Greetings from TurboQuant-MLX & Some Insights to Share! (System Prompt vs Boundary Layers)

[helgklaizar]

Hi TheTom & all contributors of turboquant_plus!

First of all, huge thanks for the incredible insights from your experiments! We run the Python/Apple MLX port of TurboQuant (turboquant_mlx), and your findings were exactly what we needed to take our architecture to the next level:

• We immediately dropped QJL. You're absolutely right: it was just unnecessarily increasing variance and slowing the graph down. Pure PolarQuant with optimal centroids provides much better PPL!
• We implemented Asymmetric K/V Compression and Boundary V directly into our MLX monkey-patch based on your papers.

While adapting your research natively to Apple MLX (Python, lazy graph compilation without custom C++/Metal shaders), we noticed some interesting differences. We wanted to share our approach and hear your thoughts on these architectural choices:

1. Attention Sink vs Boundary V: While you protect the first 2 and last 2 layers (Boundary V), we also implemented an Attention Sink (Heavy Hitter Caching) where we strictly preserve the first ~128 tokens across all layers in uncompressed FP16. This is usually the System Prompt ("you are a helpful assistant and should..."), preventing instruction-following collapse at extreme contexts.
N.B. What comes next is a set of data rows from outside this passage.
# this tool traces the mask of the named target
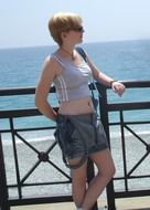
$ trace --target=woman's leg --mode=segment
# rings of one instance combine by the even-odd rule
[[[99,195],[103,192],[107,183],[115,174],[115,166],[109,149],[97,151],[89,156],[97,166],[97,176],[92,180],[84,200],[83,210],[90,210]]]
[[[71,165],[78,162],[78,159],[69,160]],[[71,169],[73,200],[77,208],[82,207],[86,193],[87,161],[77,169]]]

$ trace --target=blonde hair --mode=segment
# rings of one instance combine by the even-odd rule
[[[67,32],[82,24],[82,18],[76,13],[58,12],[54,14],[49,21],[49,30],[58,45],[62,45],[61,33]]]

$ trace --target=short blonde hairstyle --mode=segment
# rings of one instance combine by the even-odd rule
[[[82,18],[76,13],[58,12],[54,14],[49,21],[49,30],[58,45],[62,45],[61,33],[76,29],[82,24]]]

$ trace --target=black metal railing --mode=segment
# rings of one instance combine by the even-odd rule
[[[150,81],[132,81],[132,82],[125,82],[127,93],[129,90],[137,90],[137,102],[133,101],[133,95],[131,99],[127,99],[124,103],[116,103],[116,102],[108,102],[109,95],[108,95],[108,87],[105,87],[100,84],[97,84],[98,91],[100,95],[103,95],[100,99],[100,116],[101,122],[104,124],[104,127],[106,129],[106,134],[110,144],[110,149],[114,155],[114,157],[118,156],[118,159],[116,158],[115,164],[119,164],[121,161],[121,168],[122,171],[120,175],[116,175],[114,179],[109,182],[107,187],[107,198],[108,198],[108,209],[109,210],[116,210],[115,199],[118,198],[128,198],[128,197],[142,197],[142,196],[150,196],[150,182],[148,181],[150,179],[150,167],[146,169],[144,167],[144,160],[146,158],[150,158]],[[147,90],[147,97],[143,102],[139,101],[139,90],[142,88],[143,95]],[[144,116],[141,120],[140,116],[136,116],[136,119],[132,116],[132,113],[129,113],[129,116],[126,117],[127,112],[142,112],[144,111]],[[110,114],[115,114],[118,116],[117,119],[111,119]],[[138,113],[137,113],[138,115]],[[130,118],[130,119],[129,119]],[[147,139],[144,139],[146,135],[142,135],[138,130],[135,132],[135,128],[132,126],[142,126],[147,125],[147,132],[148,136]],[[117,127],[117,136],[118,141],[115,144],[115,140],[111,135],[111,127]],[[142,127],[141,127],[142,129]],[[144,129],[146,132],[146,129]],[[126,133],[128,133],[126,135]],[[131,147],[131,139],[133,138],[133,147],[137,148],[136,144],[140,141],[140,147],[143,147],[143,149],[140,148],[139,150],[133,150],[133,147]],[[128,147],[127,147],[128,146]],[[131,148],[130,148],[131,147]],[[130,154],[128,154],[130,151]],[[133,159],[133,156],[136,154],[137,159]],[[128,158],[127,158],[128,156]],[[132,161],[132,165],[130,166]],[[149,160],[147,161],[147,166],[149,166]],[[143,165],[143,170],[141,175],[141,170],[133,174],[139,166]],[[119,166],[120,167],[120,166]],[[118,169],[119,169],[118,167]],[[140,186],[138,189],[133,189],[133,186],[138,186],[138,182],[140,182],[146,179],[144,186]],[[120,181],[121,187],[124,189],[116,189],[117,181]]]
[[[135,88],[150,88],[150,81],[124,81],[127,92],[128,90]],[[103,97],[99,97],[99,112],[100,118],[106,129],[106,134],[110,144],[110,149],[114,155],[116,153],[114,145],[117,147],[117,151],[120,151],[119,157],[121,159],[121,174],[117,174],[114,179],[107,186],[107,201],[108,210],[116,210],[116,199],[128,198],[128,197],[139,197],[139,196],[150,196],[150,186],[147,185],[147,189],[140,186],[140,189],[130,189],[135,180],[144,180],[150,178],[150,171],[147,174],[135,175],[136,169],[149,158],[150,154],[150,139],[144,140],[139,134],[132,129],[132,125],[149,125],[149,117],[147,120],[128,120],[125,117],[125,113],[128,111],[150,111],[150,99],[144,102],[129,102],[128,99],[124,102],[116,103],[116,101],[108,102],[109,98],[109,87],[96,84],[97,90]],[[94,85],[90,85],[94,88]],[[9,101],[13,96],[33,95],[35,88],[11,88],[11,90],[0,90],[0,98],[9,97]],[[55,93],[54,88],[51,88],[51,93]],[[148,95],[149,96],[149,95]],[[138,95],[137,95],[138,97]],[[7,98],[8,99],[8,98]],[[57,107],[54,107],[55,109]],[[115,122],[109,116],[110,114],[118,116]],[[45,122],[44,126],[42,124],[34,125],[33,118],[42,117],[41,113],[36,108],[3,108],[0,111],[0,207],[1,210],[9,210],[11,206],[21,204],[35,204],[35,203],[47,203],[47,202],[66,202],[72,201],[72,193],[69,191],[69,186],[72,183],[72,178],[69,171],[61,162],[62,158],[56,158],[55,154],[61,156],[57,144],[51,137],[46,147],[42,146],[44,141],[28,140],[26,135],[36,134],[36,138],[40,133],[52,133],[55,129],[55,124],[49,124]],[[29,122],[28,125],[22,124],[20,119],[25,118]],[[38,119],[39,120],[39,119]],[[41,120],[41,119],[40,119]],[[42,119],[43,120],[43,119]],[[3,123],[4,122],[4,123]],[[117,126],[117,132],[119,138],[117,143],[114,144],[114,135],[111,134],[111,127]],[[128,166],[128,147],[126,130],[130,133],[140,144],[143,145],[144,151],[138,160],[135,161],[133,166]],[[40,133],[39,133],[40,132]],[[7,136],[7,137],[6,137]],[[6,140],[8,138],[8,140]],[[20,143],[20,144],[18,144]],[[41,143],[41,145],[38,145]],[[10,146],[8,146],[8,144]],[[22,149],[23,148],[23,149]],[[29,153],[30,150],[30,153]],[[22,157],[23,153],[23,157]],[[34,154],[34,155],[33,155]],[[10,167],[10,157],[13,166]],[[114,155],[116,157],[116,154]],[[130,154],[132,157],[132,154]],[[25,165],[28,162],[28,168]],[[115,164],[118,160],[115,159]],[[51,168],[47,171],[47,168]],[[119,169],[118,168],[118,169]],[[149,169],[149,167],[148,167]],[[11,171],[12,170],[12,171]],[[40,174],[40,177],[34,178],[34,174]],[[12,175],[13,174],[13,175]],[[56,179],[56,176],[58,179]],[[89,160],[88,164],[88,183],[95,175],[94,166]],[[13,177],[13,178],[12,178]],[[42,178],[41,178],[42,177]],[[45,179],[44,179],[45,178]],[[121,181],[124,189],[116,189],[116,183]],[[58,186],[58,190],[57,190]],[[62,187],[63,186],[63,187]],[[41,188],[42,187],[42,188]],[[56,189],[55,189],[56,188]],[[64,189],[67,189],[66,191]],[[44,189],[44,192],[41,192]],[[61,190],[60,190],[61,189]],[[54,191],[52,193],[52,190]],[[32,193],[31,193],[32,191]],[[57,191],[57,192],[56,192]],[[60,193],[62,192],[62,193]],[[45,196],[49,195],[49,196]],[[97,203],[93,210],[97,210]]]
Has turboquant_plus considered skipping compression for the initial context tokens across the board, or does Boundary V inherently solve the quality gap well enough that token-sinking is redundant?
2. Dynamic Chunking Buffer (OOM prevention): On Apple Silicon, we found that 70B+ models often face Out-Of-Memory limits during layer-by-layer KV streaming if the cache is fully pre-allocated at startup. We bypass this by buffering and compressing the KV cache dynamically in small 64-token chunks on the fly. Does llama.cpp's native memory manager inherently avoid this by allocating static compact blocks, or are you utilizing dynamic chunk growth during the pre-fill phase as well?
3. Sparse V Dequantization: We loved the idea of gaining +23% decode speed by skipping V block dequantization for tokens with attention_weight < 1e-6. Unfortunately, since we operate strictly in mlx.core lazy Python graphs (without injecting custom .metal shaders), this dynamic sparsity mask is expensive to emulate inside standard dense matmuls. Huge win for the native C++ approach!

Thanks again for the incredible research, rigorous hardware validation, and the meticulous documentation. Great work from the community!